In the 60s and 70s we went urban, and lot of science and technology opened up the world of processed food. It was good and clean and quick to prepare, folks were moving to town and to apartments without gardens, food was cheap to buy.
In the 80s we looked around and said hum, this easy to make processed food is kinda empty, and full of sugars and salt and no fiber; it’s exactly what we like to eat but it seems it’s not so good for is? Hum.
So groups formed up and wanted a closer connection to the old ways of food, and groups formed up and wanted healthier foods.
All of which is great, a good direction to move!
The food processors and the grocery stores looked around, and gulped. Their business model was to make processed cheap foods and sell it based on taste and convenience and use cheap ingredients. So they think tanked it, and decided they would join in on the ‘foodie’ market. They threw farmers under the bus, and started advertising their gmo free and organic labels as high-dollar, “better” foods. With really big markups, so they continued to get the money flow.
Smaller farmers also joined in on the money flow, and started direct selling their produce on street corners. A small segment of the population is able to reach those corner markets, and are affluent enough to afford buying there.

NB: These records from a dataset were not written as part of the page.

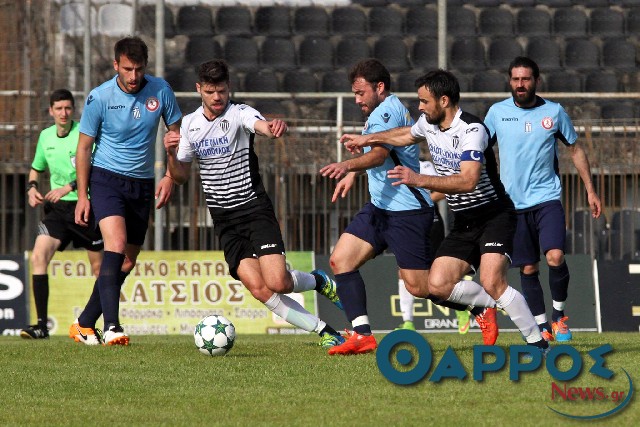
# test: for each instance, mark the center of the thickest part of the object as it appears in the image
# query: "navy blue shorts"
(117, 195)
(405, 233)
(543, 227)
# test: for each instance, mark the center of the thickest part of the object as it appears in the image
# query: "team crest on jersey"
(224, 125)
(152, 103)
(547, 123)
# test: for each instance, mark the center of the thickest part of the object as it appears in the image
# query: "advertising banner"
(169, 292)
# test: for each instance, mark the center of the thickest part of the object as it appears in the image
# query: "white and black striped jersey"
(228, 164)
(466, 140)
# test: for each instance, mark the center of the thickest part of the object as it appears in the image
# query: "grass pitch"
(288, 381)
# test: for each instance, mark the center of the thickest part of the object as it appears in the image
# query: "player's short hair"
(372, 71)
(213, 72)
(61, 95)
(133, 48)
(523, 61)
(440, 82)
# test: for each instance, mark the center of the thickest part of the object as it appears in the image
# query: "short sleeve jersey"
(124, 125)
(466, 140)
(59, 155)
(527, 139)
(391, 113)
(229, 168)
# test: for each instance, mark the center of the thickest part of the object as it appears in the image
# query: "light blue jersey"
(391, 113)
(124, 125)
(528, 149)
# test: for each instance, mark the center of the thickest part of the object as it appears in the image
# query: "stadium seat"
(392, 52)
(421, 21)
(336, 81)
(350, 50)
(606, 22)
(619, 54)
(146, 21)
(273, 21)
(241, 53)
(348, 20)
(315, 53)
(115, 20)
(200, 49)
(461, 22)
(424, 53)
(311, 20)
(261, 81)
(195, 21)
(496, 22)
(299, 81)
(386, 21)
(502, 51)
(234, 21)
(467, 54)
(546, 52)
(533, 22)
(601, 81)
(72, 19)
(570, 22)
(278, 53)
(581, 54)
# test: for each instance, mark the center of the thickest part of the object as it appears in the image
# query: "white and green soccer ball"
(214, 335)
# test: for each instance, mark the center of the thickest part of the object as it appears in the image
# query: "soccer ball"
(214, 335)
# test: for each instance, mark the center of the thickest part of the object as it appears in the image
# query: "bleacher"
(581, 46)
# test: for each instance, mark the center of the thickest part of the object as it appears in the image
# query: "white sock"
(468, 292)
(292, 312)
(406, 302)
(516, 307)
(302, 281)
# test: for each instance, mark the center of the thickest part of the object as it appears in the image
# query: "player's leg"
(551, 225)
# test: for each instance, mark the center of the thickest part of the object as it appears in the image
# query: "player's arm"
(369, 160)
(399, 137)
(581, 162)
(464, 182)
(83, 166)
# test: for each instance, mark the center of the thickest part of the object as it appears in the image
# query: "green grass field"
(285, 380)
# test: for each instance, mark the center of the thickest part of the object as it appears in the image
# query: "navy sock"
(559, 283)
(109, 286)
(40, 286)
(353, 296)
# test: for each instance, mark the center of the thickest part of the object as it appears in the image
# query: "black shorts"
(250, 236)
(470, 239)
(117, 195)
(59, 223)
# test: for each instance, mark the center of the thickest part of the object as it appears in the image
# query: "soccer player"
(56, 151)
(484, 218)
(122, 117)
(219, 135)
(528, 128)
(397, 217)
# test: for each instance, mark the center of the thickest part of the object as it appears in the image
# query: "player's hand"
(277, 127)
(594, 205)
(335, 170)
(35, 198)
(343, 186)
(164, 191)
(83, 206)
(54, 196)
(354, 143)
(171, 141)
(404, 175)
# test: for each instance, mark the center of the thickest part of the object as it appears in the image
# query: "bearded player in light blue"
(527, 129)
(122, 117)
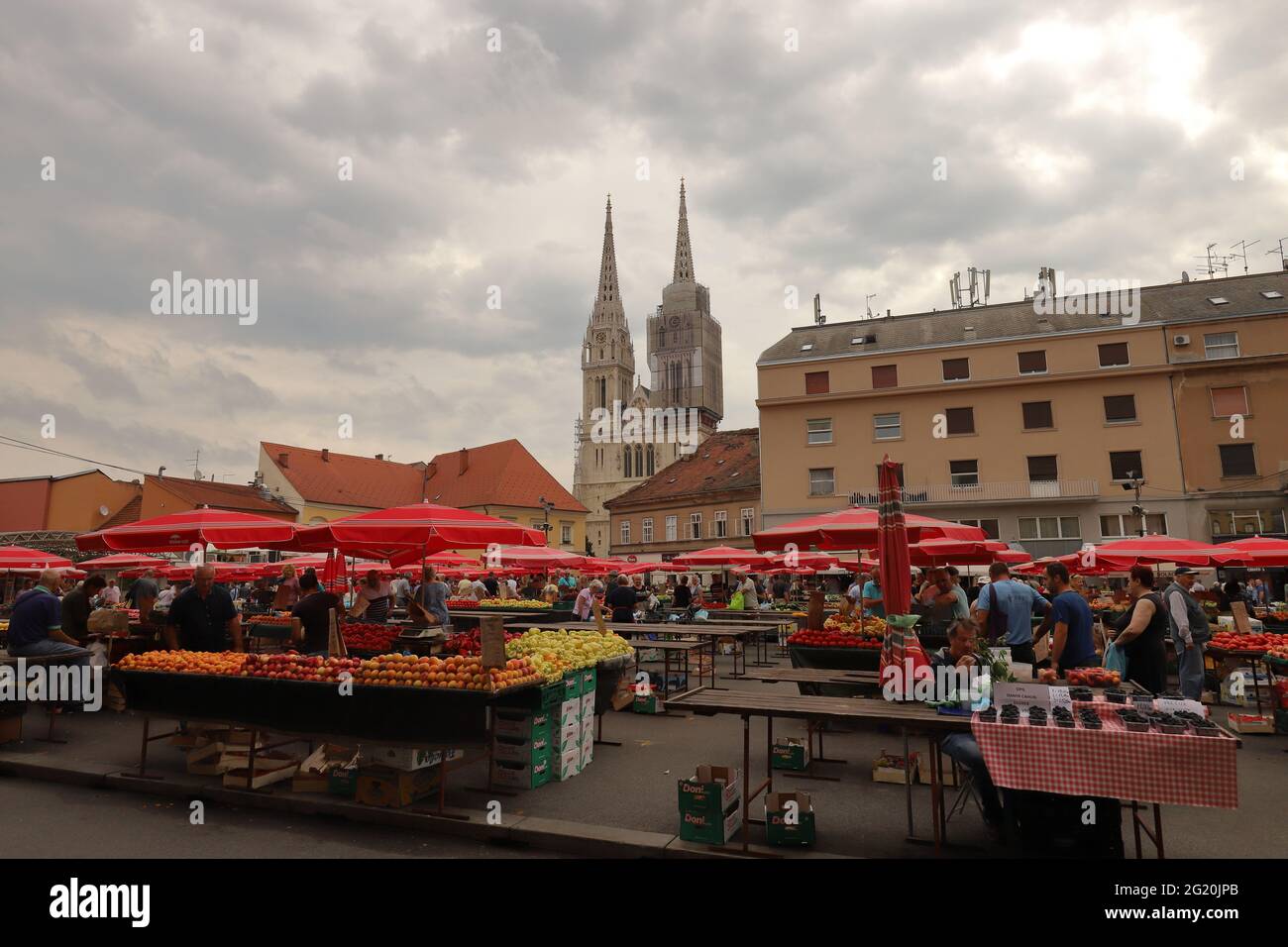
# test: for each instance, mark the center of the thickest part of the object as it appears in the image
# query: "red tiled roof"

Over time, the marketing turned to propaganda, and the good simple ideas of direct marketing and interacting between the farmer and the home cook turned into a mistrust and bad science and propaganda of putting down good safe food, to build up a high dollar fake market.

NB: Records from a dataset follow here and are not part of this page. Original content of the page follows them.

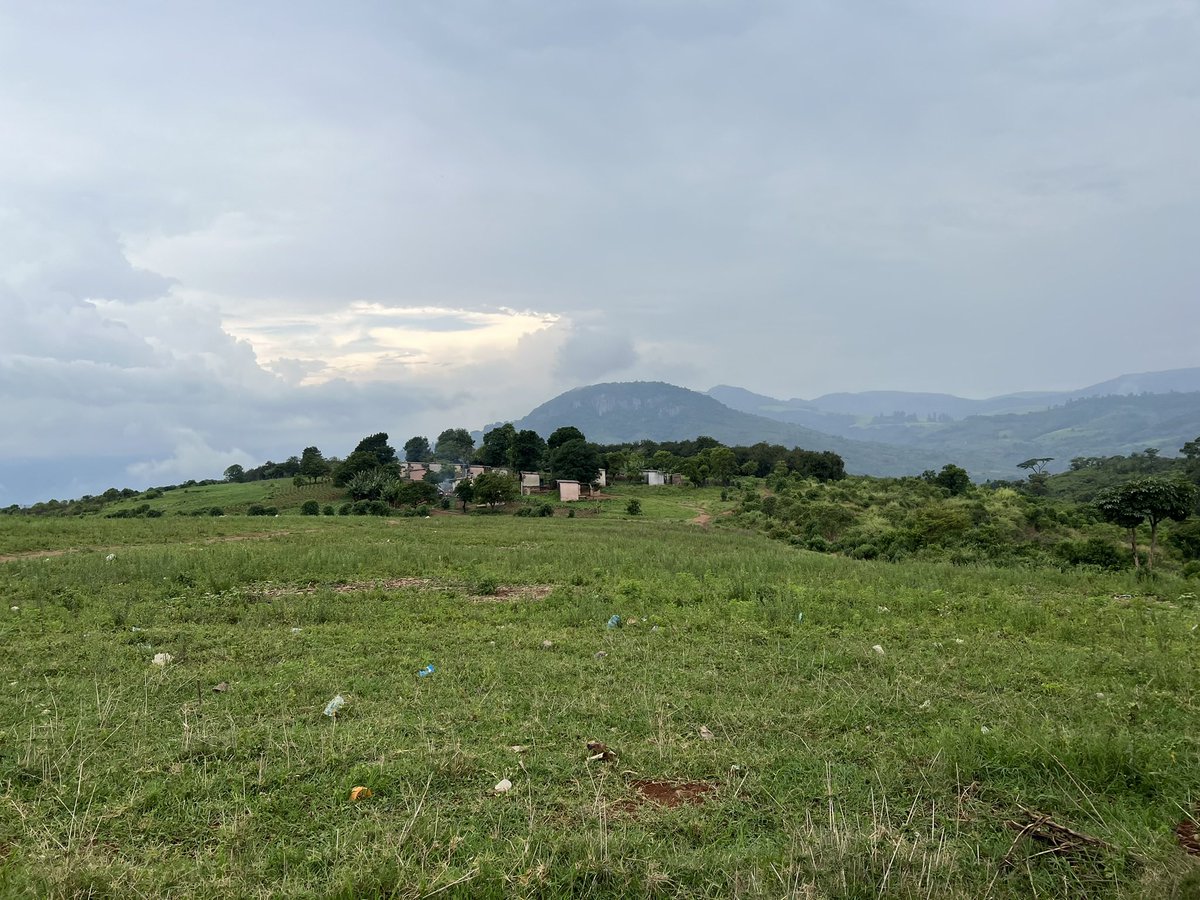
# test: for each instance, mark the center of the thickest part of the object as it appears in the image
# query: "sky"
(229, 231)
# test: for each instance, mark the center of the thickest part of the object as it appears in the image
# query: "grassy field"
(869, 729)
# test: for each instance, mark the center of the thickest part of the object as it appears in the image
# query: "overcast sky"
(233, 229)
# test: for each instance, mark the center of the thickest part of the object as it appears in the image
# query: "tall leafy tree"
(561, 436)
(497, 447)
(495, 489)
(455, 445)
(378, 445)
(528, 451)
(1146, 499)
(312, 465)
(575, 461)
(417, 449)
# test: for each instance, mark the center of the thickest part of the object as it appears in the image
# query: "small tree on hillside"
(455, 445)
(576, 460)
(528, 451)
(377, 445)
(561, 436)
(493, 489)
(1146, 499)
(466, 492)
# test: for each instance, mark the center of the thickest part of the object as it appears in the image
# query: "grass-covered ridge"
(835, 769)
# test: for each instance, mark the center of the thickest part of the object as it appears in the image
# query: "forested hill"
(635, 411)
(989, 447)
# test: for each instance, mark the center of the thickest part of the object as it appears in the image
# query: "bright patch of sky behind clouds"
(229, 231)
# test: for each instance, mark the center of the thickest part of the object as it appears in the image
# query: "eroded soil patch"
(666, 793)
(121, 549)
(1189, 837)
(503, 593)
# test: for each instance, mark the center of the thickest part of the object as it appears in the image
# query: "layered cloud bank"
(232, 231)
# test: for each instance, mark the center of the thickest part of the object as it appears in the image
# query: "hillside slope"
(625, 412)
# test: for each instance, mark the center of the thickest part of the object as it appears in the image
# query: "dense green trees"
(313, 465)
(417, 449)
(561, 436)
(455, 445)
(1146, 499)
(528, 451)
(575, 460)
(952, 478)
(495, 489)
(497, 447)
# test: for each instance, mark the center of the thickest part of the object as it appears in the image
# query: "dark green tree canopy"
(1147, 499)
(495, 489)
(561, 436)
(497, 445)
(378, 445)
(575, 460)
(455, 445)
(953, 478)
(417, 449)
(528, 451)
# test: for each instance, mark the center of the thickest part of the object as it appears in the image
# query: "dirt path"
(219, 539)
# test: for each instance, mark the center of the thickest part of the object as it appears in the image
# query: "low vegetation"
(965, 691)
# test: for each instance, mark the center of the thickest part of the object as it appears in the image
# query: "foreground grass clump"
(828, 768)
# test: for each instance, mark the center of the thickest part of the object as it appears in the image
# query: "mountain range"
(897, 432)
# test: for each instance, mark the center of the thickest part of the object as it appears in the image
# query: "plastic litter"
(334, 706)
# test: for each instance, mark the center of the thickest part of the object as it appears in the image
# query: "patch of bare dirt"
(503, 594)
(36, 555)
(1188, 837)
(514, 593)
(64, 551)
(666, 793)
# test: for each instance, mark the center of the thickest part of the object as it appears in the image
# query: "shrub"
(1095, 551)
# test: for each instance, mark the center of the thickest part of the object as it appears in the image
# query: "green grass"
(838, 772)
(235, 498)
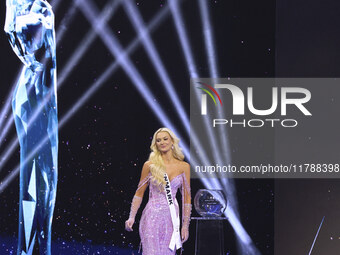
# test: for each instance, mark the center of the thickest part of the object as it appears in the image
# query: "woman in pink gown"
(156, 226)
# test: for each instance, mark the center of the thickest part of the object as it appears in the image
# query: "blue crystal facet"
(30, 29)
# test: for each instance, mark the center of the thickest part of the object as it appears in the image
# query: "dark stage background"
(104, 145)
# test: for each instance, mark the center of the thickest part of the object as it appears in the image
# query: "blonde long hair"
(157, 167)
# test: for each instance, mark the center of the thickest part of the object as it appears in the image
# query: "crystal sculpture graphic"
(30, 29)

The pendulum swings, and as bad as the processed sugar junk of the 70s was, the current propaganda of gmo/organic is is equally bad.
Farmers make good clean pure food stocks.
How long you store it, how much you process it, and how ‘easy’ you want it to cook is what turns good wholesome food all us farmers produce into slop and bad junk.....
It’s not whether it is organic or gmo free. Those are silly, non issues.
But, the current premium prices the organic crowd enjoys depends upon building up some precieved difference to consumers. Traditional Farmer illustrates that very well here.
Folks wanted cheap easy quick food that appealed to their salt and sweet cravings.
We figured out that isn’t the best long term.
That’s a good thing. People wanting to be more in touch with where their food is grown, how it is processed, that is a good thing.
Clearly any thinking person can see farming organically is less sustainable than regular farming. That isn’t the message sold to consumers tho. Insects and weeds will rob some yield. Soils will erode more because more tillage is needed. Soils won’t be fertilized as well to create healthy crops because you can’t spoonfeed organic fertilizers, you can’t easily add just the one or two basics needed. You get a whole bucket of manure and slop it on with maybe not quite enough N and way too much P from the manure. Some of these organic nutrients need to be hauled in a long ways, mines in Chile or ocean seaweed needs to be hauled to the middle of the country. Manure comes from other farms to build up a poor organic soil. Organic farms are always stealing nutrients to build up their ground from others.
Then there is the danger of the pathogens in the manure transferring to the produce. Not a big deal in grains, but we can see the issues every year with root crops and leafy raw vegetables. Exposure to the manure load has a risk.
I really love the corner farmers markets, and families again interested in knowing the farmer and where their food comes from. Those are good trends.
The principles of organic production never really went away, and the technology of the last 20 years has us spoon feeding nutrients exactly as needed to the he crops, no waste, little extra running off the land. Weed control lets us do far less tillage. Cover crops are one of the hottest topics in conventional farming these days, manure management on conventional farms with a little commercial fertilizer to balance the soil out properly.
Nothing wrong with organic, nothing wrong with conventional. I think they are much more the same than different. Only difference is price, and the organic crowd seems bent on keeping their profits by making up stuff about their ways being ‘better’, when clearly they are not.
Too bad the propaganda mill has gotten so out of whack. It has soured a lot of us on what it used to mean to be organic.